CARLOW-BASED TSL Marketing is planning significant growth for the coming year on the back of strong tech markets in central Europe…

CARLOW-BASED TSL Marketing is planning significant growth for the coming year on the back of strong tech markets in central Europe and the Far East.

TSL opened offices in Budapest last May and Warsaw this week, bringing its worldwide presence to nine locations – the Carlow headquarters, Dublin, Pune in India, Boston, Maryland and San Jose in the US and Montreal in Canada. Next year it plans new offices for Singapore and Beijing.

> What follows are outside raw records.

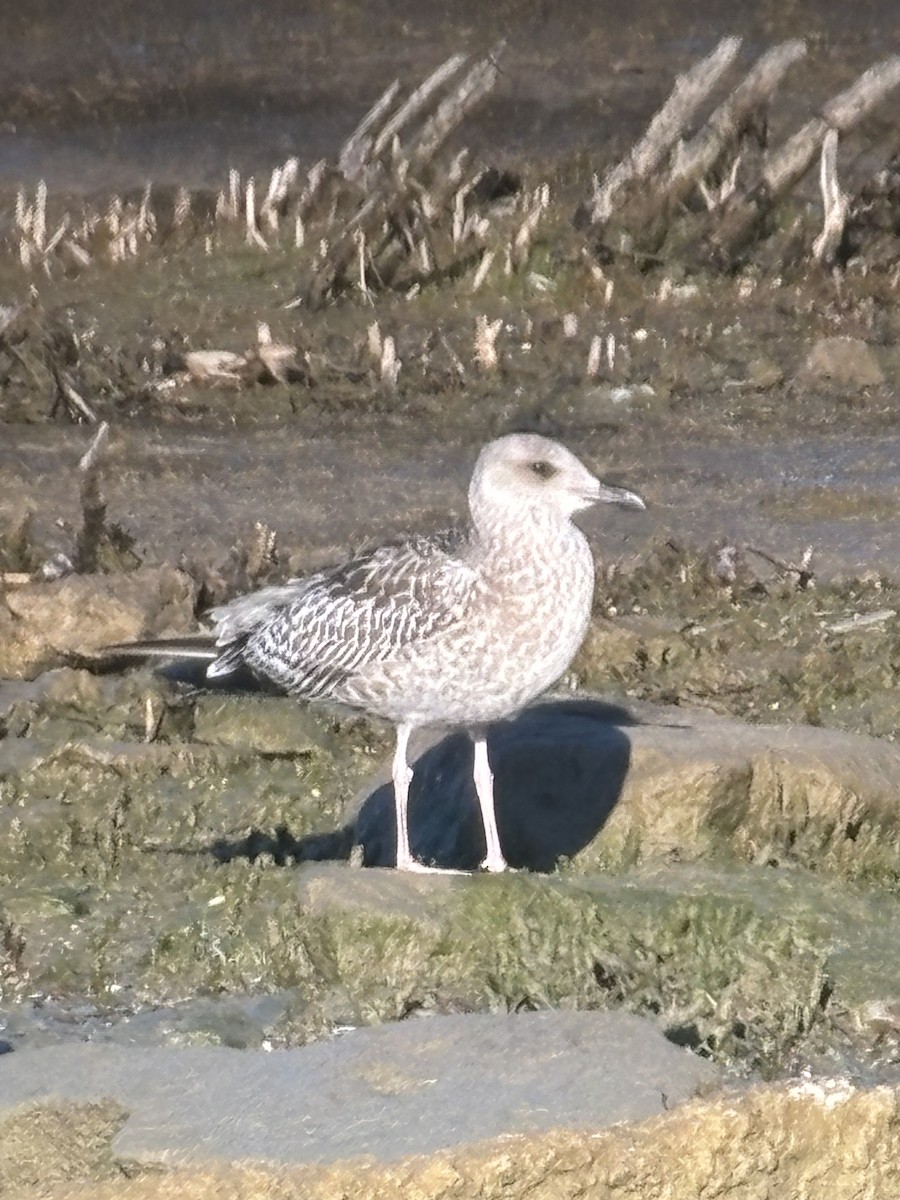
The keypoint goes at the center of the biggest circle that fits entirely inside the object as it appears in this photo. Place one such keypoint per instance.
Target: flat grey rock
(388, 1091)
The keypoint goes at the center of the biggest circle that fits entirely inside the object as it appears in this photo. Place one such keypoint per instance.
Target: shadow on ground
(559, 769)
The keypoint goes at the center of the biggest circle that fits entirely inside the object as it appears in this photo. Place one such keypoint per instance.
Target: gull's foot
(423, 869)
(495, 864)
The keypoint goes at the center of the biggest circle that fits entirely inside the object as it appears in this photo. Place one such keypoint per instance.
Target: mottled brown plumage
(459, 629)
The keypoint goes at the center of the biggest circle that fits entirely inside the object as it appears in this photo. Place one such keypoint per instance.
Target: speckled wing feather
(311, 635)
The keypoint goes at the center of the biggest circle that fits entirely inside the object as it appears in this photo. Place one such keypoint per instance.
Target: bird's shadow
(558, 768)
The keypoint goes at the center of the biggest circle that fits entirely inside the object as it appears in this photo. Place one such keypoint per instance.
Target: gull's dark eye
(544, 469)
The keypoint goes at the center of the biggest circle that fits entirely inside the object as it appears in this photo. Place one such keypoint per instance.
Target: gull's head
(528, 472)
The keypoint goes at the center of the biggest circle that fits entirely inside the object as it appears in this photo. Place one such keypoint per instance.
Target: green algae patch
(46, 1144)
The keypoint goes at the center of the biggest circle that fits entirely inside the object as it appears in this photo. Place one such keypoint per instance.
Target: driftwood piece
(94, 505)
(393, 219)
(695, 159)
(690, 90)
(790, 163)
(835, 204)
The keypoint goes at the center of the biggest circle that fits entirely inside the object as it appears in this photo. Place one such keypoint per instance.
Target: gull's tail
(198, 647)
(189, 660)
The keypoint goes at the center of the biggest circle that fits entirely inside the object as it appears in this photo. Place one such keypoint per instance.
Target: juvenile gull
(459, 629)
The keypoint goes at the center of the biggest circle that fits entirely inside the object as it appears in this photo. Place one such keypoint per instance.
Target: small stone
(763, 373)
(847, 361)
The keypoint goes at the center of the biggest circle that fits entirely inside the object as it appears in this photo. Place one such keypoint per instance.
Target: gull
(457, 629)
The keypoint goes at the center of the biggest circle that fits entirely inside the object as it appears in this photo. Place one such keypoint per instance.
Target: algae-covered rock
(269, 725)
(41, 624)
(615, 785)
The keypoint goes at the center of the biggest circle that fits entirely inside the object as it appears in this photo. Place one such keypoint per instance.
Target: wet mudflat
(179, 868)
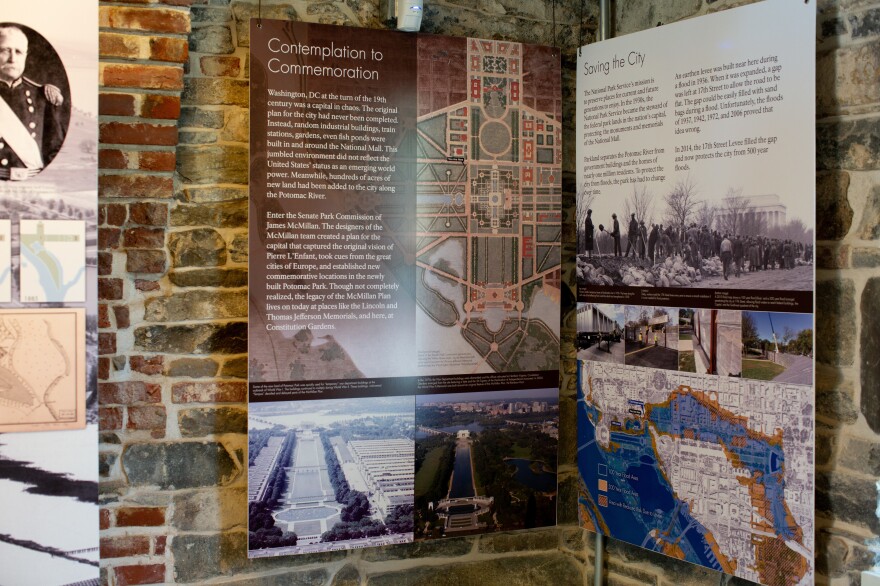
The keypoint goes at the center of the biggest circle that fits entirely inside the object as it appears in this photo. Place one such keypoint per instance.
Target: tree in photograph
(400, 519)
(706, 214)
(262, 532)
(737, 215)
(681, 203)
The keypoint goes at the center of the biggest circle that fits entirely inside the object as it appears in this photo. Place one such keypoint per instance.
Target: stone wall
(172, 287)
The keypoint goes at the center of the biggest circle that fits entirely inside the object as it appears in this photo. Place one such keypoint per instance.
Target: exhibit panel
(405, 198)
(48, 292)
(696, 233)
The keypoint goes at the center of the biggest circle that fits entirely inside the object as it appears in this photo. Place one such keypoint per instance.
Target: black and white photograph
(710, 341)
(35, 106)
(49, 527)
(600, 328)
(778, 347)
(329, 475)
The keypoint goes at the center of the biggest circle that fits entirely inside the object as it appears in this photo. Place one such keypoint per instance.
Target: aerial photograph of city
(485, 462)
(329, 475)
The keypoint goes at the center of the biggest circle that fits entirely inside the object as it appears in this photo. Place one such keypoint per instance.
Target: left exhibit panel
(48, 293)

Based on anticipated business in the coming year, TSL managing director Mike Kelly expects his employee number to increase substantially. “We’re planning for at least 30 per cent growth,” he says. “By this time next year we expect to have just over 300 people. Most of the jobs will be based outside Ireland – in central Europe, Asia-Pacific and the Middle East.”

Founded in 1999 by former Iona Technologies executive Kelly and David English, TSL has broadened its focus to include sales process consulting, marketing workshops, micro-site development, direct marketing and event promotion.

READ MORE

A company’s global sales presence is often achieved through complex partnerships with third-party resellers and agencies. TSL owes its existence to the need for those relationships to be managed close to the customer.

“The big selling point for us is where there are multimillion-dollar [marketing] campaigns that are designed in the US to be launched globally, we’re able to bring a local flavour,” Kelly says. “Someone in Latvia doesn’t want a US-centric campaign forced on them.”

The privately held company will fund the expansion through its own revenues. Last year TSL repaid the Business Expansion Scheme investment it received in 2002, although Enterprise Ireland remains involved.

After strong initial growth, TSL was hit by the dotcom crash and some difficult years shaped its approach to business. “Things are much more tempered,” Kelly says. “If we need to retrench again, we’re structured to do that.

“If we can keep to plan and get over 300 employees, great, but I’d rather have 200 people and a viable company. The market changes fast, there’s no point killing your business trying to do it.”